They come and go, like tides. Funny how nature is like that - cycles, repetition, birth, growth, decline, death, rebirth..... Waves, cycles, seasons, patterns, never-ending. There is so much to be learned from that, to be gained from that in so many areas of life in this natural, physical world.
I am reminded, too, of a spiral, visualized as the DNA double-helix, building block form of everything. There are links, connections, between each "strand" in the spiral, and as all spirals do, it turns in a circle, but rises in the third dimension, ever upward.
That is how I view my life, a spiral, revisiting the same points on the compass repeatedly, but ever on a new plane of awareness, understanding, realization. Again, depression; again, elation; again, stagnation - but each time with a tiny bit of new vision, new experiencing. Sometimes, I cannot even perceive the differences. It is like being hit in the face with the same pie over and over again. It's times like that when I really want to scream "why?!"

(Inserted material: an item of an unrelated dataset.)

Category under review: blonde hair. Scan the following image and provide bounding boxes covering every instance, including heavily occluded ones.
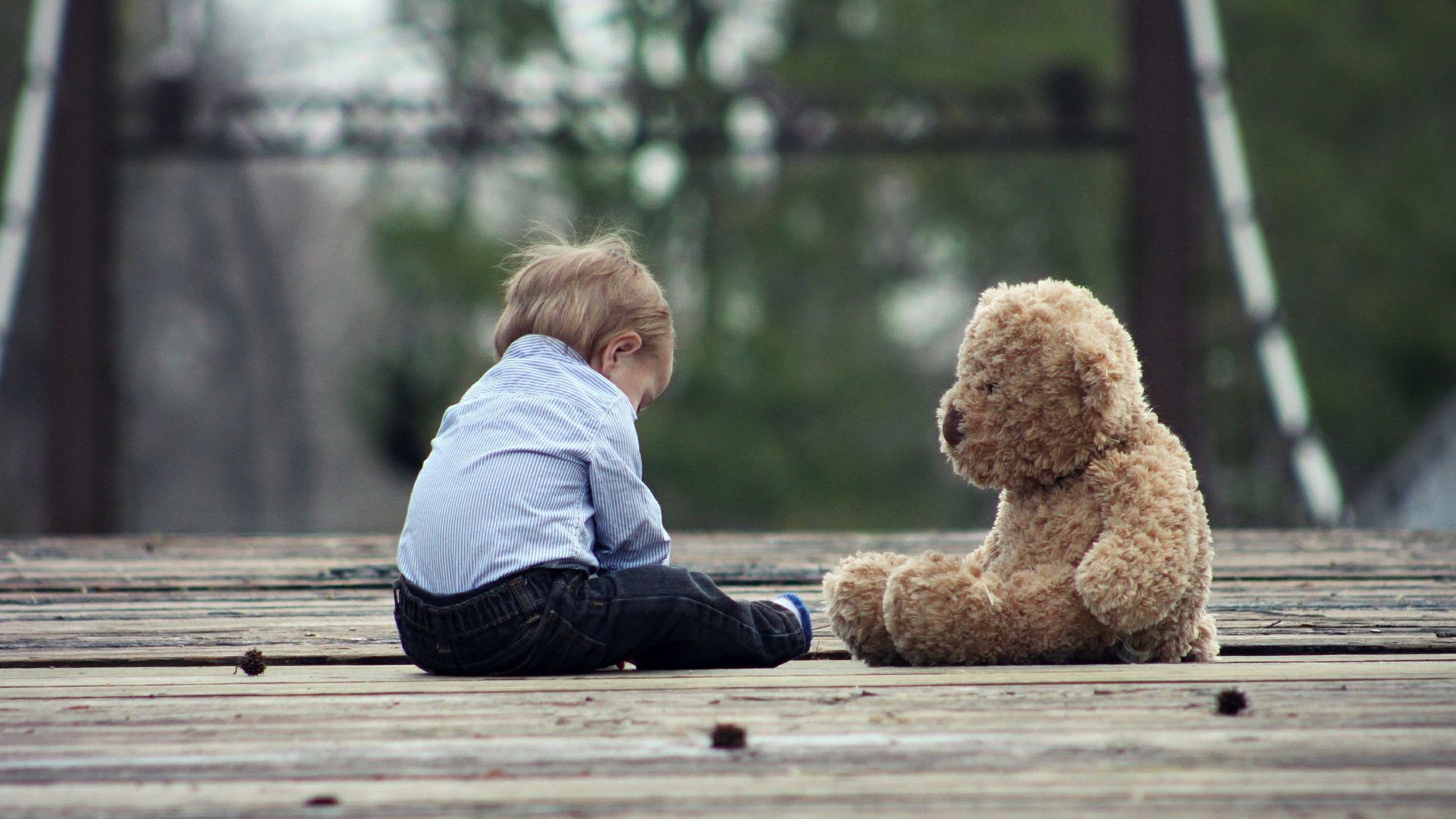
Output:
[495,232,676,362]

I am many things, many things more and many things fewer than I think. I am more self-centered than I'd like to admit, though not as narcissistic as I had feared. I have more of an adventurous nature than I choose to act upon, and I am more in need of safety than I realized. I am not as aware or as evolved as I'd like to think at times, and I have a center of Knowing that I cannot begin to fathom. Wise and stupid; boring and dramatic; shy and exhibitionistic; loving and condemning; knowing and ignorant.... so many juxtapositions, how can I not cycle? How can I be anything other than always spiraling, one to the other, back and forth, just, I hope, ever upwards.
...To see the double-helix, one must focus in to the extreme - super-powered microscopic detail so long invisible to the human eye. And to really appreciate the cycles of nature, one must pull back - the crashing wave does little to reveal the rhythm of the tide; the falling leaf does not by itself show the cold, withering, death-rebirth pattern of the seasons. Time - factored by time, as well, I suppose.... One must take it all in over the space of enough time, time to see the ocean advance and recede, the tree die and re-bud, the heart mend and break and mend again....
I want to focus in, as deeply as I can, so I can see the spiraling nature of it all, and I want to pull back, wait it out, so I can appreciate the pattern and it's purpose. I will no longer refuse to see; I will no more be stuck in a moment; I cannot help but flow with this tide, this season, this knowing inside me - I am exactly who I need to be.